I went back and looked, one day it was incredible that, you know, we played 40 something games and we had a chance to win 39 of them because our pitching and defense put us in position.
It’s an entirely different team. And I’ve said this many times, I know that we’ve won some games and the players and coaches on the other side of the field were thinking they’re not that good.
But we were a good team. We probably, you know, even after tonight we’re not a great team but we’ve been a really, really special baseball team that approached it the right way and found a way to win and never gave in, never gave up. And it was real. It wasn’t just talk. And when we did have some adversity, they flushed it rather quickly and got back up.
You always hear if you’re going to play this game you better have a short memory. And these guys, they did that.
Coach Tanner discussed how special the story Bayler Teal was to the team this year:
You know, the fact that what we do in the athletic arena, you know, regardless of the sport. We battle. We compete. And a lot of times you put too much into it and we lose perspective.
And our players do a great job of reaching out to people in our community and volunteer work and hospital visits and Baylor — Baylor just came to us. We visited the hospital. Coach Holbrook had an experience in his family.
And it just — it was one of those situations that this felt right.
And he really became a part of our program. And he was always in our thoughts and prayers. We would get updates on how he was doing when we traveled. His dad would stay in constant contact with Coach Holbrook. So he really was a part of who we are, and we thought about him so many times.

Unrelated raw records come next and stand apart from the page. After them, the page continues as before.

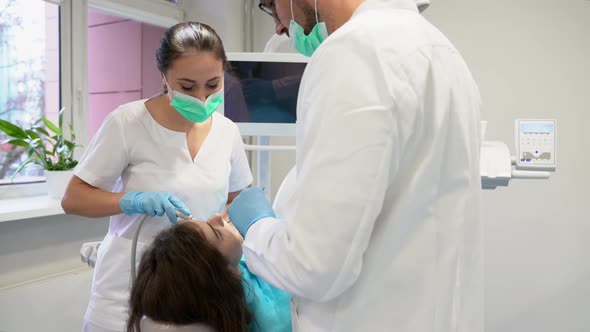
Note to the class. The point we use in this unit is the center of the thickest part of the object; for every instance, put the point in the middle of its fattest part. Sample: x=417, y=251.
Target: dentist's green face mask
x=194, y=109
x=307, y=44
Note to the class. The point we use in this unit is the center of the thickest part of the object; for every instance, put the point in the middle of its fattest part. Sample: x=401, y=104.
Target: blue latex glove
x=250, y=206
x=152, y=204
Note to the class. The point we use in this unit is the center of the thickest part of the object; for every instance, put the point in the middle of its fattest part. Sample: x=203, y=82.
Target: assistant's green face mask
x=194, y=109
x=307, y=44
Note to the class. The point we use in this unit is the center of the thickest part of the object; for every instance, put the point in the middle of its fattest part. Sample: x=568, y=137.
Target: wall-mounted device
x=536, y=147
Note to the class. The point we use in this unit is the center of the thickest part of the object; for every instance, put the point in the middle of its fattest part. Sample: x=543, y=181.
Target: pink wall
x=121, y=64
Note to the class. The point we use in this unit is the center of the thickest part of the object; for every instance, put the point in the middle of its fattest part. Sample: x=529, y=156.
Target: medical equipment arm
x=86, y=200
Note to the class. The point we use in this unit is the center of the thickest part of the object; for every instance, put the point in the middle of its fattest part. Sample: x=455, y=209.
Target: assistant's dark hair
x=186, y=37
x=182, y=279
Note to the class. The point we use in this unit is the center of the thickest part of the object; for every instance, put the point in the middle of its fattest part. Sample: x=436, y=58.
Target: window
x=29, y=75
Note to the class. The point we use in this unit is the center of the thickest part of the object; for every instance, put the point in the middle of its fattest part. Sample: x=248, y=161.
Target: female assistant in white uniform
x=171, y=152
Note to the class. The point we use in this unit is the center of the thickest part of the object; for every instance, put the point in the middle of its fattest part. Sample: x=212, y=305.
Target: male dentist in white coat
x=383, y=229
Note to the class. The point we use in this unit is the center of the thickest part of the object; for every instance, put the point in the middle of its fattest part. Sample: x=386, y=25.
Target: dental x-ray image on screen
x=262, y=91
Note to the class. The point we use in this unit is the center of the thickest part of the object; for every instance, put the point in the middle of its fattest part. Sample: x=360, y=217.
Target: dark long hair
x=182, y=279
x=186, y=37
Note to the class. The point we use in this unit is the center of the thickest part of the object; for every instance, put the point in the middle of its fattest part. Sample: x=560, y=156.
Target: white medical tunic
x=383, y=230
x=131, y=151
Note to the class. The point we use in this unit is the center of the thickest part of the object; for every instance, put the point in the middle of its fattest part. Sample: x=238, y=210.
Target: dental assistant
x=382, y=229
x=156, y=156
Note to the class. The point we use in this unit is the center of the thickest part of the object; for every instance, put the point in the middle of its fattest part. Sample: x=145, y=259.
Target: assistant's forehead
x=196, y=65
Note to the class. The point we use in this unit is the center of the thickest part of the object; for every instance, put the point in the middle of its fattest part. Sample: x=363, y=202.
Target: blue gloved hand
x=250, y=206
x=152, y=204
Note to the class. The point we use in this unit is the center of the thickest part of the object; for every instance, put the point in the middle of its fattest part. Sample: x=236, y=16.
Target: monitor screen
x=261, y=91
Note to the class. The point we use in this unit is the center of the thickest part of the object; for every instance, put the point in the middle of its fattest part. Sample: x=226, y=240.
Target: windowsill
x=29, y=207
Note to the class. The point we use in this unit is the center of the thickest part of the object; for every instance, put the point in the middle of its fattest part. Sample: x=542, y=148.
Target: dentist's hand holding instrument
x=153, y=204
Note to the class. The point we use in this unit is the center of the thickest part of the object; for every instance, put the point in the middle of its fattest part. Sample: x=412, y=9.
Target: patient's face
x=224, y=236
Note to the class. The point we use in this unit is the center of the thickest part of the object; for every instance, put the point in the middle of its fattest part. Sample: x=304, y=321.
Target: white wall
x=44, y=286
x=225, y=16
x=531, y=60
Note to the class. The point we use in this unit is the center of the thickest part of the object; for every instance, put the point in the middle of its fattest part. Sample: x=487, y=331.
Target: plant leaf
x=12, y=130
x=32, y=134
x=52, y=126
x=20, y=168
x=40, y=130
x=17, y=142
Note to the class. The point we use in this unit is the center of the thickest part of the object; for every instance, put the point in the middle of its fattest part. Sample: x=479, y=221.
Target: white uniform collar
x=413, y=5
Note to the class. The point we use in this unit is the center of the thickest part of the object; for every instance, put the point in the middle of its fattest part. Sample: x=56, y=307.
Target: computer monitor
x=261, y=92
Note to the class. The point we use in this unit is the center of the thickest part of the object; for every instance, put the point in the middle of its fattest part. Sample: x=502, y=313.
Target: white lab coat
x=384, y=229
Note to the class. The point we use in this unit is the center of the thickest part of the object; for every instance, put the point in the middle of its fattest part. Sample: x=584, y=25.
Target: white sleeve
x=240, y=176
x=106, y=156
x=344, y=161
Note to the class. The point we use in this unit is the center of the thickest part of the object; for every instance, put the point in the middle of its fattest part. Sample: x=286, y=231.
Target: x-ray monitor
x=260, y=92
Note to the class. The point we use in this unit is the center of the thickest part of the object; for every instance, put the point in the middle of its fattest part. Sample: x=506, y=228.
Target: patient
x=192, y=275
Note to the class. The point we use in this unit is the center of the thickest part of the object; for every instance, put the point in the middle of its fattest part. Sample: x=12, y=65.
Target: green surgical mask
x=307, y=44
x=194, y=109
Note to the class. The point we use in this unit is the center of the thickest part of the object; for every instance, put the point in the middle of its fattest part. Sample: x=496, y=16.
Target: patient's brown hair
x=182, y=279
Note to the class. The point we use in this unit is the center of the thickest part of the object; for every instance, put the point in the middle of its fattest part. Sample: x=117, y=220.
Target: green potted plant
x=46, y=146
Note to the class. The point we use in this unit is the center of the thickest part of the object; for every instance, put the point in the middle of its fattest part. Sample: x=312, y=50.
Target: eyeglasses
x=267, y=7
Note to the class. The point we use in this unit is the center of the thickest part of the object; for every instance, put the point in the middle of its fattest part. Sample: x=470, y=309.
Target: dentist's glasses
x=268, y=7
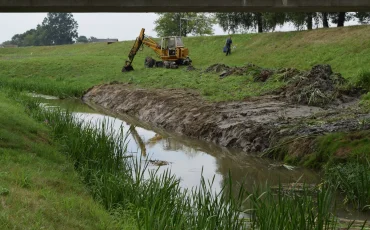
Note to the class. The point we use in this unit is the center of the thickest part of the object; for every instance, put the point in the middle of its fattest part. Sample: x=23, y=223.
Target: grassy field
x=39, y=188
x=71, y=69
x=39, y=185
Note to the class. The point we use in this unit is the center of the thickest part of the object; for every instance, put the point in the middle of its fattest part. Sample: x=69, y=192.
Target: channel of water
x=188, y=158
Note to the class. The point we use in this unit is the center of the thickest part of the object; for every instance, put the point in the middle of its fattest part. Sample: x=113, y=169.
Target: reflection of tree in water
x=255, y=171
x=138, y=140
x=171, y=144
x=247, y=170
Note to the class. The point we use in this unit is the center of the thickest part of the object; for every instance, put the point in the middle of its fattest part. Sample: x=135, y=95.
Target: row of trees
x=201, y=23
x=56, y=29
x=61, y=28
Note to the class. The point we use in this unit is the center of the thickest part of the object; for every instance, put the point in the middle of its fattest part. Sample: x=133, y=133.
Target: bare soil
x=252, y=125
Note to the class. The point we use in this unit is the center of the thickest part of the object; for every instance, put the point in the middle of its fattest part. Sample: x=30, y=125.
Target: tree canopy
x=170, y=24
x=61, y=28
x=246, y=21
x=56, y=29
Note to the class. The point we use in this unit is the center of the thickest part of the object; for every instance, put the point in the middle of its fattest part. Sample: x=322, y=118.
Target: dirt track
x=251, y=125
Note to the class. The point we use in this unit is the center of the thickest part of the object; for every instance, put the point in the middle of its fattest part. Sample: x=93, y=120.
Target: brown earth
x=252, y=125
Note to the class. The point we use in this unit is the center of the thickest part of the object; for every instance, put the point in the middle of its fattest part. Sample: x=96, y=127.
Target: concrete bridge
x=183, y=5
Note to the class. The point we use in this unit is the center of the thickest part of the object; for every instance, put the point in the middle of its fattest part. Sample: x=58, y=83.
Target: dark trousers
x=228, y=51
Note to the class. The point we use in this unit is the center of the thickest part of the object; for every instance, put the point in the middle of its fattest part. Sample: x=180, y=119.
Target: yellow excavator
x=171, y=50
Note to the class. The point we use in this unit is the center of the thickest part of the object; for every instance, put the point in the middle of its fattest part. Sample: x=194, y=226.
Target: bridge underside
x=184, y=5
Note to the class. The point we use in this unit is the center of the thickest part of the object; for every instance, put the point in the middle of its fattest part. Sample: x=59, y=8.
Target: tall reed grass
x=156, y=200
x=353, y=179
x=45, y=86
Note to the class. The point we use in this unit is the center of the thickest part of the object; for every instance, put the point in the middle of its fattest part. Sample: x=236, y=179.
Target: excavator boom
x=172, y=51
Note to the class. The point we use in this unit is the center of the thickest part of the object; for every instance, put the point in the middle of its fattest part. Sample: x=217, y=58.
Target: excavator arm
x=142, y=39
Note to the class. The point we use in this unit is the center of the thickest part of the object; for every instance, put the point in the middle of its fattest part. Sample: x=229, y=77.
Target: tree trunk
x=259, y=23
x=325, y=21
x=309, y=21
x=341, y=19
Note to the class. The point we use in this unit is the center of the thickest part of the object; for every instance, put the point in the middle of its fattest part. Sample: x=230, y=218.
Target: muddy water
x=188, y=158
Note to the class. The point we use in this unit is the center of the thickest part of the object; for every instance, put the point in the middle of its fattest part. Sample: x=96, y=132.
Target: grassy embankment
x=39, y=188
x=69, y=70
x=158, y=201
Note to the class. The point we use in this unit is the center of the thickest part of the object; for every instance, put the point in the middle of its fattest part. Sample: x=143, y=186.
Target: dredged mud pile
x=251, y=125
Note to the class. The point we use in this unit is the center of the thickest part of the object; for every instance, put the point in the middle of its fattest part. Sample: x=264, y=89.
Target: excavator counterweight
x=171, y=51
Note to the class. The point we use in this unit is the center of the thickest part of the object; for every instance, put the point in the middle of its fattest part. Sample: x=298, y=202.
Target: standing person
x=228, y=45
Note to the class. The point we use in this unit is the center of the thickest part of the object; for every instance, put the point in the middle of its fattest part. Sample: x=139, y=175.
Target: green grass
x=353, y=179
x=158, y=202
x=70, y=69
x=39, y=188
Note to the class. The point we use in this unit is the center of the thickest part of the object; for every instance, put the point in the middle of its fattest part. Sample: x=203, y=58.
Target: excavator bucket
x=128, y=67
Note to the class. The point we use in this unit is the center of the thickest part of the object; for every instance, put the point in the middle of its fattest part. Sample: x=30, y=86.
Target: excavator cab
x=170, y=50
x=169, y=46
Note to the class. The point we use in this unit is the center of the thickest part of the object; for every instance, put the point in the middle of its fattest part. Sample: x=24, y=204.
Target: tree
x=6, y=43
x=60, y=28
x=325, y=19
x=303, y=19
x=363, y=17
x=340, y=18
x=82, y=39
x=168, y=24
x=246, y=21
x=92, y=39
x=32, y=37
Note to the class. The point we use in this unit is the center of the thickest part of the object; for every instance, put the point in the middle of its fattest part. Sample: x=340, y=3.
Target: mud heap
x=318, y=87
x=259, y=74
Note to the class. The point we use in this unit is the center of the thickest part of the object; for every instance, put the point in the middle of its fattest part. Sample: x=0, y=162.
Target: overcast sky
x=124, y=26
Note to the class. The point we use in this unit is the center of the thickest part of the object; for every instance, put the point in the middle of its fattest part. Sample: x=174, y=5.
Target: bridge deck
x=183, y=6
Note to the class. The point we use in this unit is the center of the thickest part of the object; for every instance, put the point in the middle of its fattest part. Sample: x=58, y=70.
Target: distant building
x=108, y=40
x=8, y=46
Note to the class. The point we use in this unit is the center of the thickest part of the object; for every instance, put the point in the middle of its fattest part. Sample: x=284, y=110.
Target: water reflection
x=188, y=158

And I gotta believe right now he’s probably smiling right now and a happy camper looking down upon us.
UCLA coach John Savage was proud of his program’s performance saying:
I’m so proud of our players and our program, the strides that we have made. It’s been a long journey. I’ve told the players that they have now reached the pinnacle in college baseball.

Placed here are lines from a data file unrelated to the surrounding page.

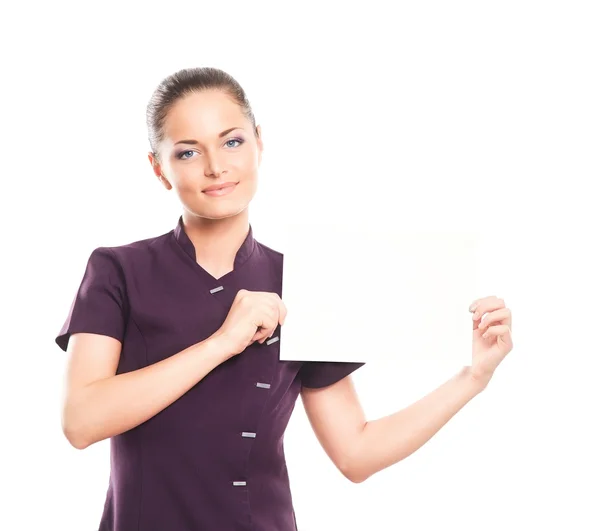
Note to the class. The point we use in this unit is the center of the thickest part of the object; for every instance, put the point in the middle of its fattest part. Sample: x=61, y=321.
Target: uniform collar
x=243, y=253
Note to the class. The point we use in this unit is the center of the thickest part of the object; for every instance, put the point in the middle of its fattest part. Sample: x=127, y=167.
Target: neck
x=216, y=241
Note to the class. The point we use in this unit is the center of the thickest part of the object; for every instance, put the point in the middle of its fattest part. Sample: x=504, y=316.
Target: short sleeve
x=317, y=374
x=99, y=304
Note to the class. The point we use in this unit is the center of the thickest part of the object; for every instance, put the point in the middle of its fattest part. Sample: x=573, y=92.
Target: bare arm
x=360, y=448
x=98, y=404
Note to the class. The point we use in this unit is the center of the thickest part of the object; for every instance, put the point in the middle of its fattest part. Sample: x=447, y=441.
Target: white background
x=451, y=114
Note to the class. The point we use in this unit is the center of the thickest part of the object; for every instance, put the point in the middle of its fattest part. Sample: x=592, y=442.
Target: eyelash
x=179, y=156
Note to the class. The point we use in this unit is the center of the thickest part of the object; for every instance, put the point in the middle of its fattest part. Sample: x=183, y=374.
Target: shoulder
x=135, y=251
x=269, y=252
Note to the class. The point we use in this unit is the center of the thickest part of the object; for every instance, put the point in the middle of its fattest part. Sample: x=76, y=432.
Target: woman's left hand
x=492, y=341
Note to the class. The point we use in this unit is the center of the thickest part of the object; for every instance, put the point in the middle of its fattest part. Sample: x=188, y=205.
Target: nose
x=214, y=168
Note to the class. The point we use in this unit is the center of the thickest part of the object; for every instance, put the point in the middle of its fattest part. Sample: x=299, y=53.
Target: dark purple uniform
x=213, y=460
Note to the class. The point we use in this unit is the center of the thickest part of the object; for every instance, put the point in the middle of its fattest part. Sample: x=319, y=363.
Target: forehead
x=202, y=116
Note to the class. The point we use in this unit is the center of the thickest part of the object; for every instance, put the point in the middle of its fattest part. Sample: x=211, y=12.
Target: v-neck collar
x=242, y=254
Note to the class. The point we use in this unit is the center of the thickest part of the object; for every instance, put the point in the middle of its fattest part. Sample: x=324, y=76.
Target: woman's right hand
x=253, y=316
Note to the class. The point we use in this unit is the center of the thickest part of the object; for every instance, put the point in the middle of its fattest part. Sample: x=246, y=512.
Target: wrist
x=220, y=346
x=475, y=382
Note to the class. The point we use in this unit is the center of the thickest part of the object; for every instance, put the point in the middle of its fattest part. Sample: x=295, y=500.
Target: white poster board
x=355, y=293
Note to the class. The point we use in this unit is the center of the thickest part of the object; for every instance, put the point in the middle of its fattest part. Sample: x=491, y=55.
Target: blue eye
x=235, y=140
x=180, y=156
x=183, y=153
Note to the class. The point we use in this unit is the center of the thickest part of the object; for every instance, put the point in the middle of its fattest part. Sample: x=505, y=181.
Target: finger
x=501, y=316
x=497, y=331
x=487, y=305
x=270, y=322
x=282, y=312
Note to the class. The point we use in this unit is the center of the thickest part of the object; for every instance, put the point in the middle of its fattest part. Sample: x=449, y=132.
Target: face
x=208, y=142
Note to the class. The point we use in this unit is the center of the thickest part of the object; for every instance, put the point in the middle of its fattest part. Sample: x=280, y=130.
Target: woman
x=173, y=345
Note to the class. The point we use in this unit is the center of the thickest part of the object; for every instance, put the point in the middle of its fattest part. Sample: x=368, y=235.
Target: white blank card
x=353, y=294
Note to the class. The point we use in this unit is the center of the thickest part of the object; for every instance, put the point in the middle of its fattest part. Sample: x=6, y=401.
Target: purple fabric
x=177, y=470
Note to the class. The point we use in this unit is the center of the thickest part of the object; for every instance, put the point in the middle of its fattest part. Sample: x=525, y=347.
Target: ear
x=156, y=168
x=259, y=142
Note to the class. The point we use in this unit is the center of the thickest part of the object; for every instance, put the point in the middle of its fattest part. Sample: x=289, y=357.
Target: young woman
x=173, y=345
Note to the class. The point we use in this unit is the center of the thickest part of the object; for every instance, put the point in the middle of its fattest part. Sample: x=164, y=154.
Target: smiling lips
x=219, y=189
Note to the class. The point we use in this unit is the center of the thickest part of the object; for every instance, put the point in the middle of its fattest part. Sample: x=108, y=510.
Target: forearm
x=386, y=441
x=117, y=404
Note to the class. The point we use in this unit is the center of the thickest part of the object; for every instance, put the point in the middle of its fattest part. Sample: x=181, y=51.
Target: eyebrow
x=195, y=141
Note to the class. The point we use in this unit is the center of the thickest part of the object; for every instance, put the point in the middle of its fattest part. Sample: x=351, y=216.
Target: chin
x=220, y=212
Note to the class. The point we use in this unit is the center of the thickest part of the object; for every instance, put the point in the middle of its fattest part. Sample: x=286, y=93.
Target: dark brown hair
x=183, y=83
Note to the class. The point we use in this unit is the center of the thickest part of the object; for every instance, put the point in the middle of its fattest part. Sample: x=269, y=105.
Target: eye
x=181, y=157
x=241, y=141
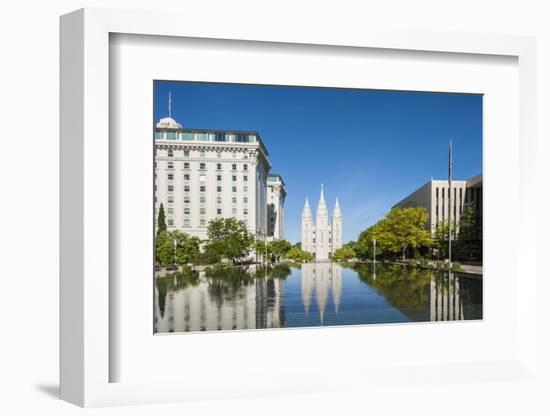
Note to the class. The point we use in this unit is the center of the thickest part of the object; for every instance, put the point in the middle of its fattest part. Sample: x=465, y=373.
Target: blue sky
x=370, y=148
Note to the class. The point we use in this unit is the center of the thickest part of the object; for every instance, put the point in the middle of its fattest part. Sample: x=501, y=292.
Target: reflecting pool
x=313, y=294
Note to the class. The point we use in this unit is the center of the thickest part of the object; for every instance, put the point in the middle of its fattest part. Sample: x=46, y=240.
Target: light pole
x=175, y=251
x=265, y=247
x=450, y=193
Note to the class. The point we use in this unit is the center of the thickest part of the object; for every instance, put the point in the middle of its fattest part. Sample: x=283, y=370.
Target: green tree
x=399, y=230
x=298, y=255
x=161, y=219
x=277, y=249
x=187, y=247
x=164, y=249
x=176, y=247
x=260, y=247
x=228, y=238
x=344, y=253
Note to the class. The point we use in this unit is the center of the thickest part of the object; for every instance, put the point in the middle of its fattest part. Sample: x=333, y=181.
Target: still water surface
x=312, y=294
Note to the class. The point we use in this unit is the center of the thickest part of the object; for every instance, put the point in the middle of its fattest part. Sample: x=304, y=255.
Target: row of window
x=202, y=188
x=202, y=200
x=444, y=204
x=202, y=166
x=202, y=211
x=187, y=222
x=205, y=136
x=202, y=154
x=187, y=177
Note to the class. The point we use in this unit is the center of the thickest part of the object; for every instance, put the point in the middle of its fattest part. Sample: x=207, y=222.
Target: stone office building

They’ve experienced the rigors of the Regionals and Super Regionals and the bracket of coming out and playing for a national championship. So now every player in that locker room knows what it feels like, what all the hard work and all the sacrifice to get to where they are. And we can sit there and be very proud of our entire program. And now the bar’s been raised, and we look to be back as soon as possible.
This team can say that they have been the best team in UCLA history, which is a long and rich tradition. And I just can’t say how proud I am about every single person that’s been part of our program.
UCLA lefthanded pitcher Rob Rasmussen talked about how special this season was and the drain from such a long year stating:
Looking back on the season, like I said, it was a special one. And right now I mean I can tell you that it doesn’t take a lot out of you physically, mentally when you’re here because this is what you’re playing for.
But you know, you hit towards the end of the year, the middle and the end of the year. We have guys banged up and really no one is 100 percent at that point in time because you’re playing so many games.
And I think it’s a testament really to any team who can get to Omaha, just because they’re so mentally tough and able to get through injuries and if you’re still playing you still have nagging injuries and whatnot. It’s a testament to any team who can get here, especially South Carolina and us, to make it all the way here.
And I mean that’s all you can really say is both teams were just mentally tough and hats off to them.